Voyager Level 5 Architecture

The Logical Architecture is shown below:
 

This can also be downloaded as an xfig file.

The heart of the system is the VIC (Voyager Interrupt Controller) which routes interrupts from the peripherals and the microchannel busses to the processors.  The VIC consists of eight interrupt distribution lines which are connected to up to eight 8259 dyads on the processors.  The VIC interrupt routing algorithms assign a priority to each line, and route to the processor with the highest priority who's interrupt line is not disabled.  The VIC logic sees interrupt disabling in the local 8259 dyad, but not in the processor, so if a processor disables interrupts, the VIC interrupt will still remain pending.  The VIC also supports eight CPIs (Cross Processor Interrupts) which are sent via base board registers and delivered via the 8259 dyad (each CPI is mapped to the low 8 IRQ lines).  This has the unfortunate effect that if one of the low 8 IRQ lines is disabled in the 8259 dyad, the corresponding CPI remains pending until the interrupt mask is lowered.

The system boots and looks like a standard MCA based PC until the processors are brought on-line and the VIC enabled.

The backplane arbitration logic determines which system bus (A or B) information transfers over and thus the voyager architecture can cope with two simultaneous backplane transfers with no throughput degredation.

The CAT (Configuration And Test) controller is used to monitor all aspects of the system.  The system itself is also self monitoring and will deliver a System Interrupt (special global CPI) if anything fails.  The CAT bus is a serial network bus which is connected to almost every component in the system.

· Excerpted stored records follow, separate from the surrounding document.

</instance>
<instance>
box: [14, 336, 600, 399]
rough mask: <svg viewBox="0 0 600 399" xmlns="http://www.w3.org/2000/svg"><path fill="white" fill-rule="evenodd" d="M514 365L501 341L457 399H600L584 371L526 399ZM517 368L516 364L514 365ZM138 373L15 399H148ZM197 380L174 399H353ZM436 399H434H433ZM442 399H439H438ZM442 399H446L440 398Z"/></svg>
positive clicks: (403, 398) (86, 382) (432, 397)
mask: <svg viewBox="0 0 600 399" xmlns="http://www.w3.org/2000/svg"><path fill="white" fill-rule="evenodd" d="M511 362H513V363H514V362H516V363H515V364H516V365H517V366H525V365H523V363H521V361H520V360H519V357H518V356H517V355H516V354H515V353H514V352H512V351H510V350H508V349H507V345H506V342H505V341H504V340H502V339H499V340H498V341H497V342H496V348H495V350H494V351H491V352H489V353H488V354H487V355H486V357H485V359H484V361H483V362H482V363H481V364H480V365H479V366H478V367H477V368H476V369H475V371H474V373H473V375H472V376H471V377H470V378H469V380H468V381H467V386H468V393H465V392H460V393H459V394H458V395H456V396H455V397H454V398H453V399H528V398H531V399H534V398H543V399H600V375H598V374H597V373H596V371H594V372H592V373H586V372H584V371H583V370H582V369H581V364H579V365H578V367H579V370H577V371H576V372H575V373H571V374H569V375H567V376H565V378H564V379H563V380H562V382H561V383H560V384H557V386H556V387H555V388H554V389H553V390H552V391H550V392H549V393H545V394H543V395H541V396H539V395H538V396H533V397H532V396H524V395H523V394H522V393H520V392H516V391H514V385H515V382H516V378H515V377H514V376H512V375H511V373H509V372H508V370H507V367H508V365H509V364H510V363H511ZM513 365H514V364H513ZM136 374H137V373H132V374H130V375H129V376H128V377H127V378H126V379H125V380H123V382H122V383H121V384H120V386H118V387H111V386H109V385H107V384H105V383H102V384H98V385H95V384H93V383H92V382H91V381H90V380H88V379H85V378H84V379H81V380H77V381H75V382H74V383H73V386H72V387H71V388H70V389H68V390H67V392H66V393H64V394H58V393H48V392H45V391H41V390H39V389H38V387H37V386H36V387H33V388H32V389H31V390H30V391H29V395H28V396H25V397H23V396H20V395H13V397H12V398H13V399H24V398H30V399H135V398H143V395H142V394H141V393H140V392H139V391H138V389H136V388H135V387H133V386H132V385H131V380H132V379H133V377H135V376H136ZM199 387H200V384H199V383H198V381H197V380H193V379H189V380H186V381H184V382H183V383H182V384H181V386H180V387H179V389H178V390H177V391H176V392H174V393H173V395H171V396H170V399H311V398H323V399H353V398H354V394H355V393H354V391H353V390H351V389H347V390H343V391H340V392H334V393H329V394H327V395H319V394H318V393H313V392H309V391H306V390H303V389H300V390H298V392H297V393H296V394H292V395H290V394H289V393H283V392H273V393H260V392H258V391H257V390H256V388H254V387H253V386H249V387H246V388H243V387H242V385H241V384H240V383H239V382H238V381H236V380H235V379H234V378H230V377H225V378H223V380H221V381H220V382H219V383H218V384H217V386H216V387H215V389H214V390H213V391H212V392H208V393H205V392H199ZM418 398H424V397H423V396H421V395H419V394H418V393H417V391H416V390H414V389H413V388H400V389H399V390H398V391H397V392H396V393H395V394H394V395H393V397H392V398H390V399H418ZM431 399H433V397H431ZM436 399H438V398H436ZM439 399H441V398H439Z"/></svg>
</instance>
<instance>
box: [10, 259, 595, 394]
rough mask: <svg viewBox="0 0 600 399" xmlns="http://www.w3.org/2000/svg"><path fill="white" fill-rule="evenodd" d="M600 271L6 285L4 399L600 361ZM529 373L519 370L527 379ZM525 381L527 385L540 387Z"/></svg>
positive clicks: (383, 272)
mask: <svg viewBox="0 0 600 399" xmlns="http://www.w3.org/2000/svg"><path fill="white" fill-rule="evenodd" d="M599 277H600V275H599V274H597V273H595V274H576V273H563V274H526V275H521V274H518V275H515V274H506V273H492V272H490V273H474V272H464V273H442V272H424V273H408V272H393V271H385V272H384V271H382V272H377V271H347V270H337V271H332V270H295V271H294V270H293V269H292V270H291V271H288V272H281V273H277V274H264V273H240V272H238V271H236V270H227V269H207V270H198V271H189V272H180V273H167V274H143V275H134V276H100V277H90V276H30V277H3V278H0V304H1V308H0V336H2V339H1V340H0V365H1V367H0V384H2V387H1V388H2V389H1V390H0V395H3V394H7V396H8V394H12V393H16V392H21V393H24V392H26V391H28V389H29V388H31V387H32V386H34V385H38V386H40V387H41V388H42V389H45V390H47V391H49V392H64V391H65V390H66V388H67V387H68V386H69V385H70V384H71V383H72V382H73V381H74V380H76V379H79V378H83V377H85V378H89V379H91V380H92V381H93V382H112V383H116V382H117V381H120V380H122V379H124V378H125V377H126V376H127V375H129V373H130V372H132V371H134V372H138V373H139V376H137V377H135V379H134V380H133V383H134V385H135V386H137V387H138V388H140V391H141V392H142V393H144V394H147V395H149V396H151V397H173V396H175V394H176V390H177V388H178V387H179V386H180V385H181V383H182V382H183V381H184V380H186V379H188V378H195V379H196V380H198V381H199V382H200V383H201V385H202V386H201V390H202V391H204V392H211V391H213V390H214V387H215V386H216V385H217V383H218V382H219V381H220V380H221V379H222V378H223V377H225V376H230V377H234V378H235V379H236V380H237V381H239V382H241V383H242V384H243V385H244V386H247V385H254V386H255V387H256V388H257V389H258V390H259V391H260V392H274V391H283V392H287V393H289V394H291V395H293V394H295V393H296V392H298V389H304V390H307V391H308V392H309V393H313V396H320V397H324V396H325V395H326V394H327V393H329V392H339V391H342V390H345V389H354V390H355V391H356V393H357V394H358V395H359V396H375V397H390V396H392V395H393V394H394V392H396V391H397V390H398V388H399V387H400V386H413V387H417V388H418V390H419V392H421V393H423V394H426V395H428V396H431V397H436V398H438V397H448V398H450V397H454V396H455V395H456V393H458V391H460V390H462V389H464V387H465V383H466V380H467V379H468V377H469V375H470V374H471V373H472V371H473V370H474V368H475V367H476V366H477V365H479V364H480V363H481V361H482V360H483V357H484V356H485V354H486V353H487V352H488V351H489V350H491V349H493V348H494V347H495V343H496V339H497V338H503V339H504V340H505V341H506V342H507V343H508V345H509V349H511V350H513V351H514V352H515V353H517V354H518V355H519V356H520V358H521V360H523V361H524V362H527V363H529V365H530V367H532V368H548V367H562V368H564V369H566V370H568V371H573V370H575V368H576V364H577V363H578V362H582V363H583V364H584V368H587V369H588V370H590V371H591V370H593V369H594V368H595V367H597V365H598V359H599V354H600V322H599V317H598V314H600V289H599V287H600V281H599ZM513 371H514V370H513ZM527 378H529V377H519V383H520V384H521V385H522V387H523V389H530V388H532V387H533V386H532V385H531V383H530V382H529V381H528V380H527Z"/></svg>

Physically, the processor and memory cards are plugged into the system backplane.  Each processor slot contains two VIC IRQ lines, so each processor card can support up to two CPUs.

Depending on the system type, the secondary microchannel bus may not be present.  The secondary microchannel interrupts can be vectored either to the lower 16 IRQs or to a separate set of vectors.  However, the interrupts have only a single mask in the 8259 dyad.
 

32 Way System

After the inception of the voyager architecture (in about 1990), 8 way was considered good enough (very few people even had SMP systems then).  However, as time passed it was perceived as being too limiting.  The first modification came with the Quad CPU card designed to plug into a backplane slot.  Since now there are only two VIC lines for four processors, only two of the four processors can handle interrupts and further, the CPIs cannot be delivered via the 8259 dyads.  On the Quad cards, CPIs are delivered via a cache line invalidation mechanism rather than via the 8259 dyad.  Essentially, to send a CPI to a particular CPU you just write to a special memory area.  The cache line invalidation will be translated into a CPI for the required processor.

The above will go up to 16 way now.  To get to 32 way, a special architecture modification was introduced in the 5100 series of computers.  Insted of having 2 VIC lines per backplane slot this machine has only one, allowing up to 8 CPU slots and thus up to 32 processors.